D-Backs trade for OF Starling Marte
The Diamondbacks landed the center fielder they had been seeking the past two offseasons, acquiring Starling Marte from the Pittsburgh Pirates on Monday for a pair of prospects.
Marte, 31, gives the Diamondbacks a proven bat, a solid defender and the ability to shift Ketel Marte back to second base, where he could have an easier time staying healthy.
Starling Marte is coming off a season in which he hit .295/.342/.503 with a career-high 23 homers in 586 plate appearances for the Pirates. He owns a career .287/.341/.452 line.
He has two years remaining on his contract, which calls for salaries of $11.5 million in 2020 and $12.5 million on a 2021 team option, though the Pirates are kicking in $1.5 million to help cover his salary this year.

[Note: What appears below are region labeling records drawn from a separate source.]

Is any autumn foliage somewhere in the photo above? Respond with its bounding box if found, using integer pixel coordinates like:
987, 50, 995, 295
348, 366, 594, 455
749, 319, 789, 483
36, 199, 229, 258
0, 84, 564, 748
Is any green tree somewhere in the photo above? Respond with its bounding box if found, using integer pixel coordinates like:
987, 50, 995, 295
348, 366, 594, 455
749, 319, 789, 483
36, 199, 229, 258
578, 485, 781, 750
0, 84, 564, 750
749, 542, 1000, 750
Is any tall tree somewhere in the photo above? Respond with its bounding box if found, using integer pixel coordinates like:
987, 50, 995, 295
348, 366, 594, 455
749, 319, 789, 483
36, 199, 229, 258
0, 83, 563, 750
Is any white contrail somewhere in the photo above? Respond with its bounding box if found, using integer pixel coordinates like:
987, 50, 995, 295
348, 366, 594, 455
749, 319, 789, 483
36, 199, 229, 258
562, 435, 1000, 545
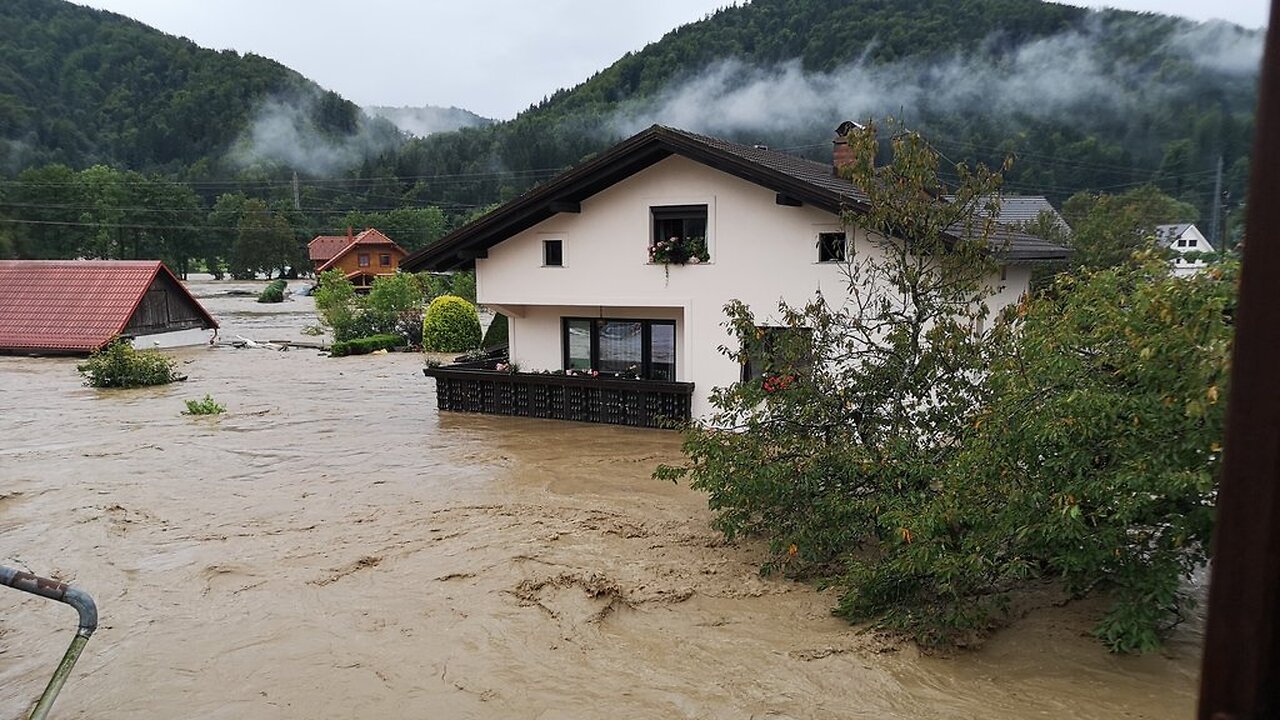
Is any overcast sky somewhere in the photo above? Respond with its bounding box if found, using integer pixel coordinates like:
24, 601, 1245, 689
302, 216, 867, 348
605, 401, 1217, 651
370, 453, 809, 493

“We think he’s a fantastic baseball player,” Diamondbacks General Manager Mike Hazen said. “He has power. He can hit for average. He is a very good athlete. Plays a very good outfield, center field as well. And he fits a lot of what we’re trying to do.”
In exchange, the Diamondbacks parted with a pair of highly regarded, 19year-old prospects in infielder Liover Peguero and right-hander Brennan Malone. The club also included $250,000 in international bonus pool money.
Hazen hinted at this sort of trade when speaking to reporters at the winter meetings last month, suggesting the club was shifting gears as it moved into a cycle in which it would be comfortable peeling away from its prospect inventory. He reiterated his stance on Monday.
“It was painful giving up the players we did ultimately give up,” Hazen said. “We just felt, as I’ve stated before, we have a duty to both the present and the future and we felt like we were going to have to give something good up in order to get a good major league player. I felt like we did that here.”
Starling Marte won a pair of Gold Gloves for his work in left field in 2015 and 2016 but hasn’t been a finalist for the award since taking over in center field full-time in 2018.
Defensive metrics paint a conflicting picture of his abilities in center. Per UZR and defensive runs saved, he was a below-average defender in 2019; however, he rated a tick above the middle of the pack according to Outs Above Average, a metric derived from Statcast data.
Marte remains a positive contributor on the bases. He has averaged 41 stolen bases a year per 162 games since the start of the 2013 season and swiped 25 bags last year.
The Diamondbacks had been seeking a center fielder since the departure of A.J. Pollock via free agency following 2018. Unable to find someone last winter, Ketel Marte manned the position for most of 2019 and played well defensively.
But late in the year he suffered a stress reaction in his lower back, an injury that stemmed from overuse. Hazen acknowledge that moving Marte back to second base could help ease the physical burden on him, but he said it wasn’t the lone factor in trying to find a center fielder.
“If we could find a way to get a center fielder, which we felt like was the more challenging thing in the offseason, we felt we were that much better aligned in and out with him at second base,” Hazen said.
“We feel like he’s a Gold Glove second baseman. He was exceptional for us in center field last year. (But) we feel like he and Nick in 2018 were an exceptional defensive pair.”
The Marte acquisition also is noteworthy in that he was busted for performance-enhancing drugs in 2017, suspended 80 games after testing positive for Nandrolone, an anabolic steroid. Ken Kendrick, the Diamondbacks’ managing general partner, has long been an outspoken critic of PED users, and Marte is the biggest-name known PED user the club has acquired on Kendrick’s watch.